Luqi Kong¹, Yilan Wang¹, Zhou Tong¹, Rongrong Dai¹, Abdulla Yusuf², Lifen Du³, Bin Liu⁴, Zhiyong Huang⁵, Linzhen Hu⁶

Affiliations

¹ State Key Laboratory of Biocatalysis and Enzyme Engineering, National & Local Joint Engineering Research Centre of High-throughput Drug Screening Technology, School of Life Sciences, Hubei University, Wuhan 430062, China.
² College of Chemistry and Environmental Science, Laboratory of Xinjiang Native Medicinal and Edible Plant Resources Chemistry, Kashi University, Kashi 844000, China. Electronic address: kashidaxue_abudula@163.com.
³ Department of Pharmacy, Wuhan Fourth Hospital, Wuhan 430033, China. Electronic address: du-lifen@163.com.
⁴ College of Chemistry and Chemical Engineering, Hubei University, Wuhan 430062, China.
⁵ Tianjin Institute of Industrial Biotechnology, Chinese Academy of Sciences, Tianjin 300308, China.
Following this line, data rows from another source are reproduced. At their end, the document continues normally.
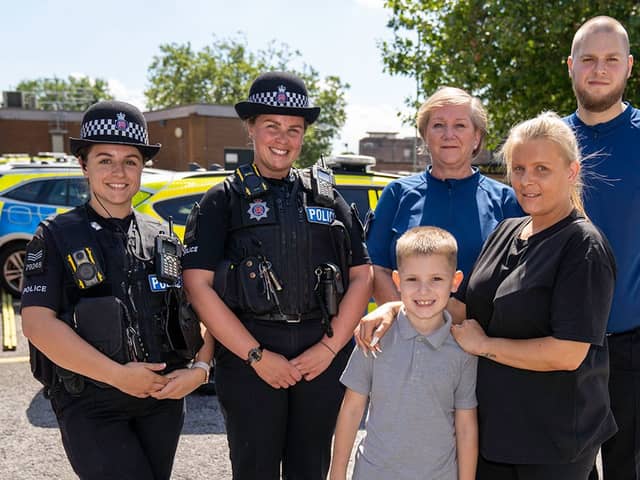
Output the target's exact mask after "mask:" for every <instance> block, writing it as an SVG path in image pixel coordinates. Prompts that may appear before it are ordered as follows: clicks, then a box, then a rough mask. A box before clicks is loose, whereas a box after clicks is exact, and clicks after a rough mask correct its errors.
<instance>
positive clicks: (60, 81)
mask: <svg viewBox="0 0 640 480" xmlns="http://www.w3.org/2000/svg"><path fill="white" fill-rule="evenodd" d="M16 90H18V91H20V92H23V93H29V94H32V95H34V96H35V98H36V103H37V105H38V108H40V109H42V110H71V111H84V110H86V109H87V108H89V107H90V106H91V105H93V104H94V103H96V102H98V101H100V100H112V99H113V95H111V92H110V91H109V85H108V83H107V81H106V80H103V79H101V78H96V79H91V78H89V77H74V76H72V75H69V77H67V78H66V79H63V78H57V77H53V78H37V79H35V80H22V81H21V82H20V83H18V86H17V87H16Z"/></svg>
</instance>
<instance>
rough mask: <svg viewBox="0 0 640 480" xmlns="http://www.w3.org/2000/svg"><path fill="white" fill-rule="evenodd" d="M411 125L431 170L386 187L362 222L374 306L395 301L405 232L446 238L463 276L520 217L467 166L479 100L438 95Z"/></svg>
mask: <svg viewBox="0 0 640 480" xmlns="http://www.w3.org/2000/svg"><path fill="white" fill-rule="evenodd" d="M417 123H418V131H419V132H420V136H421V137H422V140H423V141H424V143H425V145H426V147H427V149H428V151H429V153H430V155H431V165H430V166H428V167H427V169H426V171H424V172H422V173H419V174H417V175H412V176H410V177H405V178H401V179H398V180H395V181H394V182H391V183H390V184H389V185H387V187H386V188H385V189H384V191H383V192H382V196H381V197H380V201H379V202H378V206H377V207H376V210H375V212H374V215H373V218H372V219H371V221H370V223H369V228H368V234H367V247H368V248H369V255H370V256H371V260H372V261H373V264H374V267H373V268H374V274H375V277H374V297H375V300H376V302H377V303H378V305H381V304H382V303H384V302H388V301H391V300H398V299H399V294H398V291H397V290H396V287H395V285H394V284H393V281H392V280H391V272H392V270H394V269H395V268H396V262H395V248H396V242H397V240H398V238H400V236H401V235H402V234H403V233H404V232H406V231H407V230H409V229H410V228H412V227H416V226H419V225H433V226H436V227H440V228H443V229H445V230H448V231H449V232H451V233H452V234H453V235H454V237H455V238H456V240H457V241H458V245H459V251H458V265H459V267H460V269H461V270H462V271H463V272H464V273H468V272H469V271H470V270H471V267H472V266H473V263H474V261H475V259H476V257H477V256H478V253H479V252H480V248H481V247H482V244H483V243H484V241H485V239H486V238H487V237H488V236H489V234H490V233H491V232H492V231H493V229H494V228H495V227H496V225H498V223H500V221H502V220H503V219H505V218H508V217H519V216H522V215H524V213H523V212H522V210H521V208H520V206H519V205H518V203H517V201H516V198H515V195H514V193H513V190H512V189H511V188H510V187H508V186H506V185H504V184H502V183H500V182H497V181H495V180H492V179H490V178H488V177H485V176H484V175H481V174H480V172H479V171H478V169H477V168H476V167H472V166H471V162H472V160H473V159H474V158H475V156H476V155H477V154H478V153H479V152H480V151H481V150H482V146H483V143H484V139H485V136H486V133H487V113H486V111H485V110H484V108H483V106H482V104H481V103H480V100H479V99H477V98H475V97H472V96H471V95H469V94H468V93H467V92H465V91H464V90H461V89H459V88H453V87H443V88H440V89H439V90H437V91H436V92H435V93H434V94H433V95H432V96H431V97H429V98H428V99H427V101H426V102H425V103H424V104H423V105H422V107H420V111H419V112H418V118H417Z"/></svg>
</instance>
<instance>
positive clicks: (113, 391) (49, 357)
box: [22, 101, 213, 480]
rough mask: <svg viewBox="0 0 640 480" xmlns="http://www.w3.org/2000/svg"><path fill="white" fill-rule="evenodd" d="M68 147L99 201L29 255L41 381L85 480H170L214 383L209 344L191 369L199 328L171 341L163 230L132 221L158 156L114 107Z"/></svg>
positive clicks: (143, 125)
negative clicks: (185, 445)
mask: <svg viewBox="0 0 640 480" xmlns="http://www.w3.org/2000/svg"><path fill="white" fill-rule="evenodd" d="M71 140H72V141H71V149H72V151H73V153H74V154H75V155H77V156H78V158H79V160H80V163H81V166H82V169H83V172H84V175H85V177H86V178H87V180H88V182H89V189H90V191H91V198H90V200H89V202H88V203H87V204H86V205H82V206H79V207H77V208H75V209H73V210H71V211H69V212H66V213H63V214H61V215H58V216H57V217H55V218H53V219H47V220H46V221H45V222H43V223H42V224H41V225H40V226H39V228H38V230H37V232H36V234H35V236H34V238H33V240H32V241H31V242H30V243H29V245H28V246H27V254H26V262H25V285H24V288H23V292H22V324H23V331H24V334H25V335H26V336H27V337H28V338H29V340H30V341H31V343H32V344H33V345H34V346H35V347H37V349H38V350H39V351H37V350H35V349H34V350H33V351H32V366H33V367H35V369H34V373H35V375H36V377H37V378H38V379H39V380H41V381H42V382H43V383H44V384H45V386H46V387H47V388H48V392H49V395H50V398H51V404H52V407H53V410H54V412H55V414H56V418H57V420H58V424H59V426H60V432H61V436H62V442H63V445H64V448H65V451H66V452H67V456H68V458H69V461H70V463H71V465H72V467H73V469H74V471H75V472H76V474H77V475H78V476H79V477H80V478H83V479H91V480H95V479H114V478H118V479H131V480H134V479H135V480H141V479H146V480H159V479H168V478H170V475H171V468H172V465H173V459H174V456H175V452H176V448H177V445H178V438H179V435H180V431H181V429H182V424H183V419H184V398H183V397H184V396H185V395H186V394H188V393H189V392H191V391H192V390H194V389H195V388H196V387H197V386H198V385H200V384H201V383H203V381H205V380H206V377H207V375H208V371H209V362H210V361H211V357H212V354H213V352H212V350H213V348H212V345H213V342H212V339H211V338H210V337H207V343H206V345H204V346H202V347H201V348H200V350H199V351H198V352H197V354H196V357H195V360H196V362H195V363H194V364H193V365H192V367H194V366H195V367H196V368H186V367H187V364H188V363H189V361H190V360H191V359H192V356H193V354H194V353H195V351H196V350H197V349H198V347H199V346H200V345H202V340H201V339H200V338H199V337H200V330H199V323H198V322H197V319H196V318H194V317H191V319H190V320H187V319H186V317H181V320H184V323H183V326H185V325H188V326H190V327H191V328H192V330H191V333H192V334H193V335H192V336H188V335H187V337H188V338H189V339H190V340H193V343H192V344H189V345H187V343H184V342H182V340H185V338H183V337H180V334H179V333H178V332H177V331H174V332H171V335H169V333H168V332H169V330H171V326H177V325H178V320H179V319H178V317H177V311H178V306H179V304H180V302H181V300H180V291H179V288H178V286H177V285H178V284H179V282H174V284H173V285H171V282H169V281H168V280H167V279H166V278H165V281H164V282H161V281H159V280H160V279H159V278H158V277H159V274H158V271H157V269H156V260H155V255H154V253H155V250H154V245H155V239H156V237H157V235H158V233H159V232H160V231H164V232H165V233H167V229H166V227H164V226H163V225H162V224H160V223H158V222H156V221H155V220H154V219H151V218H150V217H146V216H144V215H140V214H138V213H137V212H134V211H133V210H132V206H131V199H132V198H133V196H134V195H135V194H136V193H137V192H138V189H139V187H140V178H141V173H142V169H143V166H144V162H145V160H146V159H149V158H151V157H152V156H153V155H154V154H155V153H156V152H157V151H158V150H159V148H160V145H149V143H148V138H147V127H146V122H145V120H144V117H143V116H142V114H141V113H140V111H139V110H138V109H137V108H135V107H133V106H132V105H129V104H126V103H123V102H112V101H108V102H99V103H97V104H95V105H93V106H92V107H90V108H89V109H88V110H87V111H86V112H85V114H84V116H83V119H82V128H81V136H80V138H76V139H71ZM177 250H179V247H178V248H177ZM174 253H179V252H177V251H176V252H174ZM178 273H179V272H178ZM167 305H172V306H173V308H170V309H168V308H167ZM181 323H182V322H181ZM178 330H180V329H179V328H178ZM183 343H184V344H183ZM40 352H42V353H40ZM43 354H44V355H46V357H44V356H43ZM47 357H48V359H50V360H48V359H47ZM51 362H55V365H54V364H53V363H51Z"/></svg>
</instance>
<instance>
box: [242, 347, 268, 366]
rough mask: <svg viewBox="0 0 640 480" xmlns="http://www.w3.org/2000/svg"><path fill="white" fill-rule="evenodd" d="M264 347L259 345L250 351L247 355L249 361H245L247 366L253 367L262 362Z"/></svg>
mask: <svg viewBox="0 0 640 480" xmlns="http://www.w3.org/2000/svg"><path fill="white" fill-rule="evenodd" d="M262 350H264V349H263V348H262V345H258V346H257V347H255V348H252V349H251V350H249V353H248V354H247V359H246V360H245V361H244V362H245V363H246V364H247V365H251V364H252V363H253V362H259V361H260V360H262Z"/></svg>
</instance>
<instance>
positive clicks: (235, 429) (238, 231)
mask: <svg viewBox="0 0 640 480" xmlns="http://www.w3.org/2000/svg"><path fill="white" fill-rule="evenodd" d="M235 108H236V111H237V112H238V115H239V116H240V118H242V119H243V120H245V122H246V126H247V130H248V133H249V137H250V138H251V139H252V141H253V146H254V161H253V163H252V164H249V165H244V166H241V167H240V168H238V170H236V172H235V174H233V175H231V176H230V177H228V178H227V180H226V181H225V182H223V183H221V184H218V185H216V186H214V187H213V188H211V189H210V190H209V191H208V192H207V193H206V194H205V196H204V197H203V199H202V202H201V204H202V205H201V206H199V205H197V204H196V206H195V207H194V210H193V211H192V212H191V216H190V219H189V221H188V224H187V233H186V236H185V243H186V244H187V247H186V249H185V256H184V268H185V272H184V280H185V288H186V289H187V291H188V293H189V296H190V299H191V301H192V303H193V305H194V308H195V309H196V311H197V312H198V315H199V316H200V319H201V320H202V321H203V323H205V324H206V326H207V328H208V330H209V331H210V332H211V334H213V336H214V337H216V339H217V340H218V341H219V342H220V344H221V345H219V347H217V349H216V370H215V372H216V388H217V393H218V398H219V400H220V403H221V405H222V408H223V411H224V414H225V419H226V426H227V437H228V441H229V447H230V456H231V463H232V467H233V477H234V479H243V480H246V479H258V478H259V479H261V480H265V479H267V480H268V479H278V478H280V469H281V462H282V474H283V477H284V478H288V479H305V480H314V479H318V480H320V479H324V478H326V475H327V470H328V467H329V462H330V443H331V436H332V434H333V429H334V426H335V421H336V417H337V413H338V409H339V406H340V403H341V400H342V396H343V390H342V388H341V386H340V384H339V381H338V378H339V375H340V374H341V372H342V370H343V368H344V366H345V364H346V361H347V359H348V356H349V353H350V352H349V350H350V348H349V346H347V345H348V344H349V341H350V339H351V337H352V333H353V328H354V326H355V324H356V323H357V321H358V319H359V317H360V316H361V314H362V312H363V311H364V308H365V306H366V304H367V300H368V298H369V296H370V293H371V285H372V273H371V267H370V265H369V259H368V256H367V253H366V248H365V246H364V244H363V234H362V228H361V226H360V224H359V221H358V220H357V216H356V215H354V213H353V212H352V211H351V210H350V208H349V207H348V206H347V205H346V203H345V201H344V200H343V199H342V197H340V196H339V195H337V194H336V192H335V190H334V188H333V184H332V181H331V179H332V177H331V172H327V171H324V170H323V169H321V168H315V169H312V170H304V171H298V170H296V169H293V168H291V166H292V164H293V162H294V161H295V160H296V159H297V158H298V156H299V154H300V150H301V147H302V139H303V136H304V132H305V130H306V127H307V125H308V124H310V123H313V122H314V121H315V120H316V119H317V117H318V114H319V111H320V109H319V108H313V107H310V106H309V103H308V98H307V90H306V88H305V85H304V83H303V82H302V81H301V80H300V79H299V78H297V77H295V76H294V75H291V74H287V73H281V72H271V73H266V74H263V75H261V76H259V77H258V78H257V79H256V80H255V81H254V82H253V84H252V86H251V90H250V93H249V100H248V101H246V102H240V103H238V104H237V105H236V107H235ZM338 302H339V304H338ZM338 307H339V308H338Z"/></svg>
Electronic address: huang_zy@tib.cas.cn.
⁶ State Key Laboratory of Biocatalysis and Enzyme Engineering, National & Local Joint Engineering Research Centre of High-throughput Drug Screening Technology, School of Life Sciences, Hubei University, Wuhan 430062, China; College of Chemistry and Environmental Science, Laboratory of Xinjiang Native Medicinal and Edible Plant Resources Chemistry, Kashi University, Kashi 844000, China. Electronic address: linzhenhu@hubu.edu.cn.

PMID: 38678778
DOI: 10.1016/j.bioorg.2024.107399

Abstract

Two pairs of enantiomers (1a-2b), namely (±)-alterpyrone F and (±)-alterpyrone G, along with a rare benzothiazole meroterpenoid granulathiazole A (3, GA), and two undescribed compounds called respectively granulahydeoate (4) and granulaone (5), were obtained from the co-cultivation of Alternaria brassicicola and Penicillium sp. HUBU0120. Exhaustive analyses of NMR, single crystal XRD, Mo₂(OAc)₄-induced circular dichroism data, and a modified Mosher's method distinguished the absolute configurations of isolates. Bioactive evaluations exhibited that GA possessed promising anti-PD activity in both in vitro and in vivo PD models viz. 6-OHDA-induced SH-SY5Y cells and 6-OHDA-induced zebrafish, respectively. Moreover, our research demonstrated that ferroptosis activated by 6-OHDA was mitigated in PD models after treated with GA. Extensive molecular mechanism studies in PD-modelled cells manifested that GA attenuated the decreased expressions of SLC7A11, GPX4, and FSP-1, and the increased level of ACSL4 via activating Nrf2/HO-1 pathway as well as ameliorated the accumulation of α-synuclein.

Keywords: Ferroptosis; Fungi; Natural products; Nrf2/HO-1 pathway; Parkinson's Disease.